← Back to Timeline

Walk These Ways: Tuning Robot Control for Generalization with Multiplicity of Behavior

Foundational AI

Authors

Gabriel B Margolis, Pulkit Agrawal

Abstract

Learned locomotion policies can rapidly adapt to diverse environments similar to those experienced during training but lack a mechanism for fast tuning when they fail in an out-of-distribution test environment. This necessitates a slow and iterative cycle of reward and environment redesign to achieve good performance on a new task. As an alternative, we propose learning a single policy that encodes a structured family of locomotion strategies that solve training tasks in different ways, resulting in Multiplicity of Behavior (MoB). Different strategies generalize differently and can be chosen in real-time for new tasks or environments, bypassing the need for time-consuming retraining. We release a fast, robust open-source MoB locomotion controller, Walk These Ways, that can execute diverse gaits with variable footswing, posture, and speed, unlocking diverse downstream tasks: crouching, hopping, high-speed running, stair traversal, bracing against shoves, rhythmic dance, and more. Video and code release: https://gmargo11.github.io/walk-these-ways/

Concepts

multiplicity of behavior reinforcement learning robustness sim-to-real transfer multi-task learning behavior parameterization transfer learning reward optimization disentangled representations out-of-distribution detection loss function design

The Big Picture

Imagine teaching someone to walk by only ever practicing on a gym floor. The moment they step outside onto gravel, ice, or a flight of stairs, they freeze. Nothing in their training prepared them for that. That’s the central problem of modern robot locomotion. Researchers spend months training a four-legged robot to walk, only to find that the slightest deviation from the training environment sends it stumbling. A slippery patch, an unexpected step, a shove from behind: any of these can wreck a carefully learned gait.

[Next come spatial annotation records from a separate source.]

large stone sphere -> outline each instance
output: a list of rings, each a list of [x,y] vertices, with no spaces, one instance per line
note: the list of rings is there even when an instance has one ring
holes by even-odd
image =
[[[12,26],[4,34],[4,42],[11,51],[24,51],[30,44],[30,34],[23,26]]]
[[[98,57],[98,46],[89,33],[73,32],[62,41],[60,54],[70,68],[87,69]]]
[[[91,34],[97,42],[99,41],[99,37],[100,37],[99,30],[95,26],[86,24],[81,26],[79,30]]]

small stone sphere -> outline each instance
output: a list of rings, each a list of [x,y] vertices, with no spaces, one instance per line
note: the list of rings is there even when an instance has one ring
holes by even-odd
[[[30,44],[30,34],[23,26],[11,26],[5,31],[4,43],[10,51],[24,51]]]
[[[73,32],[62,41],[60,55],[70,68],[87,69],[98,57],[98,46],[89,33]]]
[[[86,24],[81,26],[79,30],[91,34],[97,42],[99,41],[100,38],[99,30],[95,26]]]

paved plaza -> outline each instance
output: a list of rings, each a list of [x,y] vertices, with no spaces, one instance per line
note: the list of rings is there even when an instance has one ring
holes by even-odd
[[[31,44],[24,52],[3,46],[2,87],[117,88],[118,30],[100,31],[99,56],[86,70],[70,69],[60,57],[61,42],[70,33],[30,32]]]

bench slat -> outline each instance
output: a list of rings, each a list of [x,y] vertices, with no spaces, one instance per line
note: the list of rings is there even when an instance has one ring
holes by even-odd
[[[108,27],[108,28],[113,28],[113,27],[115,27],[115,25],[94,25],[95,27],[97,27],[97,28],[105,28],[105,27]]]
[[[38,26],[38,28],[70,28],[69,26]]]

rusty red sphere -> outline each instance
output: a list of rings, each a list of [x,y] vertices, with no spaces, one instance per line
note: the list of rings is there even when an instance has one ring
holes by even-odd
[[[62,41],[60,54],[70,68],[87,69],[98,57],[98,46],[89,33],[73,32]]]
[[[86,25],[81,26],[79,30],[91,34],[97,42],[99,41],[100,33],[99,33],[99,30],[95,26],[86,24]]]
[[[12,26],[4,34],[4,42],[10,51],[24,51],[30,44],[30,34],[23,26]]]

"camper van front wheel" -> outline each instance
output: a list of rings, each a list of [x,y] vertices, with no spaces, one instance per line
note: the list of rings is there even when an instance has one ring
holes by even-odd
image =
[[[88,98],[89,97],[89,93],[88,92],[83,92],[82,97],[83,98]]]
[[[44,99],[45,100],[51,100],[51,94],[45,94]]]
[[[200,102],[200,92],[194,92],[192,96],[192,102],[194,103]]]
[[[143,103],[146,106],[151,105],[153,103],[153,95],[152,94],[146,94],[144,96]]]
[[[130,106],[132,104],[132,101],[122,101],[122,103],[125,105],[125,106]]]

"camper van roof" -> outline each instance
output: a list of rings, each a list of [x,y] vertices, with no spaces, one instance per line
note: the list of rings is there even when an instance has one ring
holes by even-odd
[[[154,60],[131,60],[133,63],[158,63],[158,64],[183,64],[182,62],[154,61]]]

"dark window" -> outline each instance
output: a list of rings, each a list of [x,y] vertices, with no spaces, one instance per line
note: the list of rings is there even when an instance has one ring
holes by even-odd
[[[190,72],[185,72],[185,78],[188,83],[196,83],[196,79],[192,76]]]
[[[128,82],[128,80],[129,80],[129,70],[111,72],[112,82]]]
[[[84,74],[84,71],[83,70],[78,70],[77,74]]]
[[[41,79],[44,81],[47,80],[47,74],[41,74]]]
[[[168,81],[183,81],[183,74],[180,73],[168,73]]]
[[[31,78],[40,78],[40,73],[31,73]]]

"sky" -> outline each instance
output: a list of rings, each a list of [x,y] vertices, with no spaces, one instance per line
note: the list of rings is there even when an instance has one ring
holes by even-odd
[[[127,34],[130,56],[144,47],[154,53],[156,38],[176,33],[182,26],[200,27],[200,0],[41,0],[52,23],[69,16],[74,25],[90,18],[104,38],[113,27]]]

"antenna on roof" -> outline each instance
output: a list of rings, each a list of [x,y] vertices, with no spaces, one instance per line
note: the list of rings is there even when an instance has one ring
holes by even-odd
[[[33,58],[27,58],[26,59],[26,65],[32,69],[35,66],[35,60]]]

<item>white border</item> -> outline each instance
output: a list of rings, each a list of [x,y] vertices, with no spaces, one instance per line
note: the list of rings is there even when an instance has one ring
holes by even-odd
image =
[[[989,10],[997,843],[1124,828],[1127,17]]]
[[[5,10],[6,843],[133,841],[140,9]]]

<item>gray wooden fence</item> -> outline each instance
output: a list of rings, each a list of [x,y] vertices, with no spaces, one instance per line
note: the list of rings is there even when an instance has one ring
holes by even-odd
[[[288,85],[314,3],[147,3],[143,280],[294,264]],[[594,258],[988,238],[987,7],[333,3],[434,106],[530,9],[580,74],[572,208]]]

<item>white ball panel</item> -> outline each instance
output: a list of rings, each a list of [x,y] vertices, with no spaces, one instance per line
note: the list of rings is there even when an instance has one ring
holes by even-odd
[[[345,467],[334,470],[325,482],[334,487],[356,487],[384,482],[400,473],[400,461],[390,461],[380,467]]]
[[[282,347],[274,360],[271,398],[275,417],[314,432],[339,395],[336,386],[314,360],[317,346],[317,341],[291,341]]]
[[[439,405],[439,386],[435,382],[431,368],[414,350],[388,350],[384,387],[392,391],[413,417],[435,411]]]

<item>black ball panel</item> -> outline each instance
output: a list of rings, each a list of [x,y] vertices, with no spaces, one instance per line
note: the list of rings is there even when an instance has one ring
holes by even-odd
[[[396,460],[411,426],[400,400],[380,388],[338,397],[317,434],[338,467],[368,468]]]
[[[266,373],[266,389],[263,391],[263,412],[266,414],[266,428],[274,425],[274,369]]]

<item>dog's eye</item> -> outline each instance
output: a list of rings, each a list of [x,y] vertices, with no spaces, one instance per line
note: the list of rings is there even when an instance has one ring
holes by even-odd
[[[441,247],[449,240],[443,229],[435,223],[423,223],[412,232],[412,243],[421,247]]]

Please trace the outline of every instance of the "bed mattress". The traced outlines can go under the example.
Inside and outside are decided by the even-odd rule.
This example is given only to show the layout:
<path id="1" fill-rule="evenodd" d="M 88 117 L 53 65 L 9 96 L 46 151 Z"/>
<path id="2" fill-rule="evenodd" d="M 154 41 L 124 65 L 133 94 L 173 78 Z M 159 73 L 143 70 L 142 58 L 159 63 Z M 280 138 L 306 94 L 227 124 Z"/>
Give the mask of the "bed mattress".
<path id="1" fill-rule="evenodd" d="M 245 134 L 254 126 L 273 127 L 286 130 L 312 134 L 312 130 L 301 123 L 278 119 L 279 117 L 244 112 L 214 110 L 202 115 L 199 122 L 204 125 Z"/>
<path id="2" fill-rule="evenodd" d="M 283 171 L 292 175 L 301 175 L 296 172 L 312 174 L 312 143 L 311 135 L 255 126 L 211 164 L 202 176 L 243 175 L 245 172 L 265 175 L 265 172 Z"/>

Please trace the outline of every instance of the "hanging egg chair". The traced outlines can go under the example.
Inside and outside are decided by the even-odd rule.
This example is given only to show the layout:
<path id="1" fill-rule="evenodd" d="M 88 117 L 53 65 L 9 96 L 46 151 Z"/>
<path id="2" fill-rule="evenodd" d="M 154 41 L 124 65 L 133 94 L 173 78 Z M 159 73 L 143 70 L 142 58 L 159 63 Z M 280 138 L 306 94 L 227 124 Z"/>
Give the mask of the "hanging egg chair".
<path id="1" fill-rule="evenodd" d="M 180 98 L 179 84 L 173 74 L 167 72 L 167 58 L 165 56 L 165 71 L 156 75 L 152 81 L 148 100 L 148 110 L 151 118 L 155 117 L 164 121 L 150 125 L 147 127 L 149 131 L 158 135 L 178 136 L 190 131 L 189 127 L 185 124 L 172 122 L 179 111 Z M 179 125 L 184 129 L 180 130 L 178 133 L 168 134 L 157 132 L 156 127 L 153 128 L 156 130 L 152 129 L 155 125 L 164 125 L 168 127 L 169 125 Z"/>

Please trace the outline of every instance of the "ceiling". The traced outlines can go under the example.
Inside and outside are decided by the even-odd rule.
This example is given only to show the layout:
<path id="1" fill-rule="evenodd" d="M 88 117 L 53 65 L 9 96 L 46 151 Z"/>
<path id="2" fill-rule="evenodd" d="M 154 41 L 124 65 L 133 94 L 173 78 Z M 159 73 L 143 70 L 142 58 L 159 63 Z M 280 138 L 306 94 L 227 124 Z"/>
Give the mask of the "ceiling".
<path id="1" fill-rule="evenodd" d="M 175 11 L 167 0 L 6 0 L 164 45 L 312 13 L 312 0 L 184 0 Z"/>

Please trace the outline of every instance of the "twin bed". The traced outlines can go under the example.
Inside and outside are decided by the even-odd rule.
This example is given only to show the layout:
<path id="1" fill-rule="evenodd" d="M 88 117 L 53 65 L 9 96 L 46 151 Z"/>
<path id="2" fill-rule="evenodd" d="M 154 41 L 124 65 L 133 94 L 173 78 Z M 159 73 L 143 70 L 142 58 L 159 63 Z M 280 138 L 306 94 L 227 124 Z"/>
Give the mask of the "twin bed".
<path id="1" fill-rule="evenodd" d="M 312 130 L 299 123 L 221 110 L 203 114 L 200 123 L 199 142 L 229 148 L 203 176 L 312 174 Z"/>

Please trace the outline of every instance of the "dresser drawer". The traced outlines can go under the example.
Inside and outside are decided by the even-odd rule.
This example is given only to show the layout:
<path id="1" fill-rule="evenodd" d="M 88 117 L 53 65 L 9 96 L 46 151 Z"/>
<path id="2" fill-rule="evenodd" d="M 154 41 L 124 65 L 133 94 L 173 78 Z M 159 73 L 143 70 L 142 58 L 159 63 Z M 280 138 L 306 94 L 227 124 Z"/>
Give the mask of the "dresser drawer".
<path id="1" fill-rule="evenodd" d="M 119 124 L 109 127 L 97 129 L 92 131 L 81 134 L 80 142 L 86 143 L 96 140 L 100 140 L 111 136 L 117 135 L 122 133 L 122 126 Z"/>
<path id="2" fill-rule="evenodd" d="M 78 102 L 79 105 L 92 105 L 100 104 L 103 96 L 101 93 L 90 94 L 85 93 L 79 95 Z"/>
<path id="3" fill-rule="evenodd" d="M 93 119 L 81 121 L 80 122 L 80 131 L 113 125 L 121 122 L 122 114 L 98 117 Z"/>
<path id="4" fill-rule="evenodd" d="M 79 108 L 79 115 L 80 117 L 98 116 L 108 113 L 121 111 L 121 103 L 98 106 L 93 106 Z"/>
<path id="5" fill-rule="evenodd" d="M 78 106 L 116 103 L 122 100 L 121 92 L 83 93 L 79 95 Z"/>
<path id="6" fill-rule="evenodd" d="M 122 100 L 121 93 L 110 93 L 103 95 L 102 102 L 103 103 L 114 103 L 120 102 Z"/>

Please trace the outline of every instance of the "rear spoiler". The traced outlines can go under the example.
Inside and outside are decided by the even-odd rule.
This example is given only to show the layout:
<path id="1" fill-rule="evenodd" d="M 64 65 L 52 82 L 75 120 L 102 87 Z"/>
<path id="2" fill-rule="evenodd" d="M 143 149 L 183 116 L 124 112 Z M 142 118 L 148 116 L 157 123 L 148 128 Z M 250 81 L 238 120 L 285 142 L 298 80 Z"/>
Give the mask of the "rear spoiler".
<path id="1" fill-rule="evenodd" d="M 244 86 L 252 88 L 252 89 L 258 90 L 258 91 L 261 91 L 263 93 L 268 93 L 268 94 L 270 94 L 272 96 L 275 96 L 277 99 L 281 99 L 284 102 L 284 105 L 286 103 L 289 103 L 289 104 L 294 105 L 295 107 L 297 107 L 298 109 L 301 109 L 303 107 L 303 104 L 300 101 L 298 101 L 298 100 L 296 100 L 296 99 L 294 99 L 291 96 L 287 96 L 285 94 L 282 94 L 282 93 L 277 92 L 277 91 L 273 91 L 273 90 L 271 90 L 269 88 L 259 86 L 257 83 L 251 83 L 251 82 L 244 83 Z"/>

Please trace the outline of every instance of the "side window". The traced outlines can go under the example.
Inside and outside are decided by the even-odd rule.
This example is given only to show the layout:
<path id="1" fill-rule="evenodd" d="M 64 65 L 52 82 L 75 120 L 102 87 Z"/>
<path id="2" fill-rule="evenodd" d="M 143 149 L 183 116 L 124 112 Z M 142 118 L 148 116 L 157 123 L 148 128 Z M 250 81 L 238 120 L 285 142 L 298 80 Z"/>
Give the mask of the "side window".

The conventional fix is painstaking. Redesign the scoring rules that tell the robot what counts as good behavior. Tweak the simulation. Retrain from scratch. Test in the real world. Repeat. Adjustments that help the robot climb stairs often hurt its performance on slippery ground. There’s no free lunch.

Gabriel Margolis and Pulkit Agrawal at MIT’s Improbable AI Lab took a different approach. Rather than searching for one perfect walking strategy, they asked: what if a single trained policy (the robot’s learned decision-making program) contained many strategies, all equally valid during training, but each performing differently on unfamiliar terrain? The result is Multiplicity of Behavior (MoB) and an open-source controller called Walk These Ways.

Key Insight: A robot policy doesn’t have to commit to one way of walking. By encoding a structured family of behaviors into a single policy, you can tune robot locomotion in real time for new environments, no retraining required.

How It Works

MoB starts from an observation about under-specification: many different locomotion strategies can equally solve a training task. Walking on flat ground constrains only one thing, the robot’s overall forward velocity. It says nothing about how high the feet should lift, how wide the stance should be, how the torso should angle, or how fast the legs should cycle.

Two robots walking at the same speed with completely different gaits both “succeed” during training. But on ice, one slips while the other holds firm. On stairs, one stumbles while the other clears each step cleanly.

Figure 1

MoB exploits this on purpose. Instead of training a policy that locks onto one solution, the researchers train a policy that takes as additional inputs a small set of behavior parameters: variables specifying aspects of the gait like foot clearance height, body posture, gait frequency, and foot contact timing. At training time, these parameters are randomized across a wide range of combinations, forcing the policy to learn not one walk but a whole family of walks. At deployment time, a human operator or higher-level controller can dial these parameters in real time. No retraining, no reward engineering.

Figure 2

The technical implementation pairs reinforcement learning (a training method where the robot improves by trial and error, guided by rewards for good behavior) with a timing-based gait parameterization. That parameterization encodes when each foot should be on the ground and when it should swing. The policy receives behavior parameters alongside standard sensory observations like joint angles, velocities, and orientation estimates, then learns to produce the joint forces that realize the requested movement.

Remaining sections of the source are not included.